Borghi con storia e fascino tutto da scoprire
La valle ospita diversi borghi, ognuno con una sua identità e caratteristiche precise.
– Druogno, a una quindicina di minuti da Domodossola, si trova a circa 800 metri di altitudine. È un posto tranquillo, adatto sia all’estate sia all’inverno per le famiglie, grazie alle piste da sci. Il borgo comprende il capoluogo e le frazioni di Albogno e Coimo, collegate da sentieri ricchi di testimonianze come oratori e vecchi mulini. La parrocchiale di San Silvestro è il cuore architettonico del paese.
– Santa Maria Maggiore è il centro turistico più noto della valle, a oltre 800 metri di quota. È famosa per il mercatino di Natale, per le piste da sci di fondo e per i sentieri estivi. Qui si trovano musei importanti: quello dello Spazzacamino, che racconta la storia di un mestiere tradizionale con il raduno internazionale ogni settembre; e la Scuola di Belle Arti “Rossetti Valentini”, con una vasta collezione di opere. La chiesa dell’Assunta completa il quadro artistico religioso, mentre la Casa del Profumo Feminis-Farina è un museo interattivo che racconta le origini locali dell’Acqua di Colonia.

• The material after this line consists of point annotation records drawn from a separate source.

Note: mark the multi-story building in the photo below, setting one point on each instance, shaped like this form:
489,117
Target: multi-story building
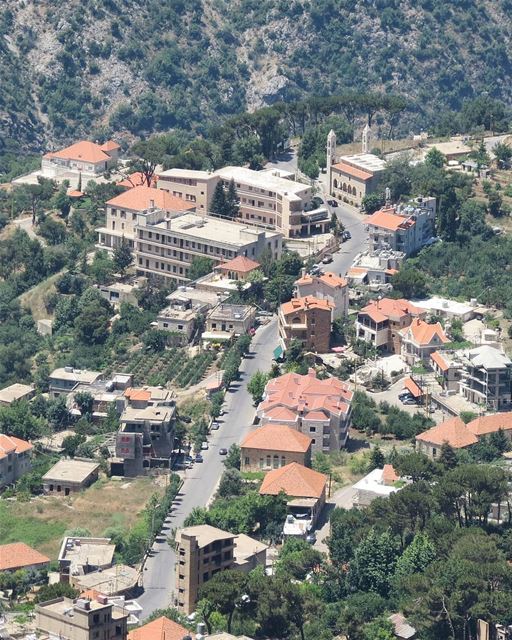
166,245
85,157
307,320
486,377
381,321
64,380
265,198
146,433
318,408
327,286
225,321
420,339
404,227
202,551
15,459
121,213
82,619
273,446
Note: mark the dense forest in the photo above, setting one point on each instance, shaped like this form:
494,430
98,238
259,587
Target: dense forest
102,67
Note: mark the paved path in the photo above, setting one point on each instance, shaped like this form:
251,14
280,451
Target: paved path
201,481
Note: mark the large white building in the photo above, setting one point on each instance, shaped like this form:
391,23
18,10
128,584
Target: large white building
266,198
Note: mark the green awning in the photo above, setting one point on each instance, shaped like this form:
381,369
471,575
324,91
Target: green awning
278,352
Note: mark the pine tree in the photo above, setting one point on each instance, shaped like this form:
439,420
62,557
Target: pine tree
122,256
232,202
219,204
447,456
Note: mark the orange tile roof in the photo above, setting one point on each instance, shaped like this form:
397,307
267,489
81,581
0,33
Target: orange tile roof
9,444
389,475
133,393
241,264
389,308
305,393
413,387
18,555
83,150
388,219
453,431
439,360
483,425
352,171
136,180
110,145
423,333
141,198
160,629
306,303
277,437
295,480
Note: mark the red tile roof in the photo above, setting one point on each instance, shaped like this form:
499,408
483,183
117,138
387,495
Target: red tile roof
160,629
295,480
439,360
305,393
352,171
423,333
277,437
84,150
240,264
141,198
489,424
10,444
18,555
388,219
306,303
453,431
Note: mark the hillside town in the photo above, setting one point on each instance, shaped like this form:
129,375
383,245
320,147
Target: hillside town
242,370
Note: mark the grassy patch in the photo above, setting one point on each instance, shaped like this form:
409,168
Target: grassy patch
41,522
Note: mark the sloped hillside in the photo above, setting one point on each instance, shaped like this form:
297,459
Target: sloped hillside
71,67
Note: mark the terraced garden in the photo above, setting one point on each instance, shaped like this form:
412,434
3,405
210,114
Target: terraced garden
173,365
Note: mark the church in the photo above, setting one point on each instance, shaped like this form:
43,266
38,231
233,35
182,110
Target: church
353,177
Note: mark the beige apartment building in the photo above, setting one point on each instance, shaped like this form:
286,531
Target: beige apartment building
82,619
121,213
166,244
266,198
202,551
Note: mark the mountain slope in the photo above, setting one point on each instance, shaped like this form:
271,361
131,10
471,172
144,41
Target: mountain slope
91,67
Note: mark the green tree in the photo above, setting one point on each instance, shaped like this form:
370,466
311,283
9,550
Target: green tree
218,204
123,257
256,386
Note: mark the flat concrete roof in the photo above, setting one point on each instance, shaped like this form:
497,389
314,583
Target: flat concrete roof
79,551
76,471
205,534
15,392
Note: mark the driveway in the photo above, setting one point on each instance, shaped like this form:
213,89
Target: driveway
201,481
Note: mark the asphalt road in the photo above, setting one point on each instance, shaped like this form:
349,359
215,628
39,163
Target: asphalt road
200,482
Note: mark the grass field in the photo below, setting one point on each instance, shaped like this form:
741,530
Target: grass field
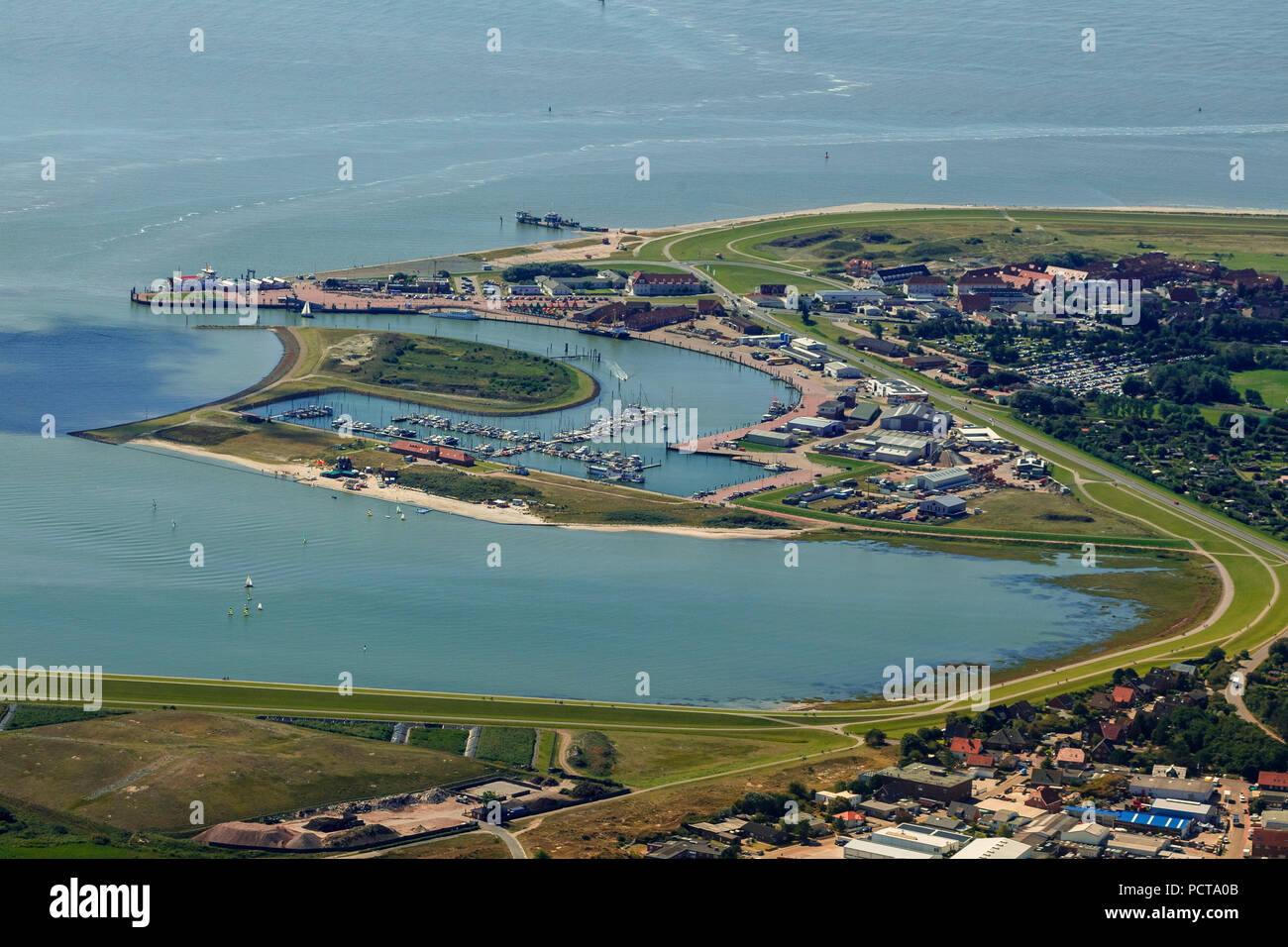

– Malesco ha origini antiche, probabilmente addirittura preistoriche, ed è la porta d’accesso al Parco Nazionale della Val Grande. Un tempo il centro più popoloso della valle, conserva edifici barocchi come la chiesa dei SS. Pietro e Paolo e l’Ecomuseo della pietra ollare, dedicato alla lavorazione locale della pietra e alle tradizioni artigianali.
– Craveggia si distingue per i suoi “camini giganti” che si innalzano sopra i tetti in pietra e per i palazzi signorili del XVII e XVIII secolo. Il borgo, a circa 900 metri, è un vero e proprio museo a cielo aperto, con piazze come quella dei Miracoli che ospita preziosi dipinti e oggetti liturgici.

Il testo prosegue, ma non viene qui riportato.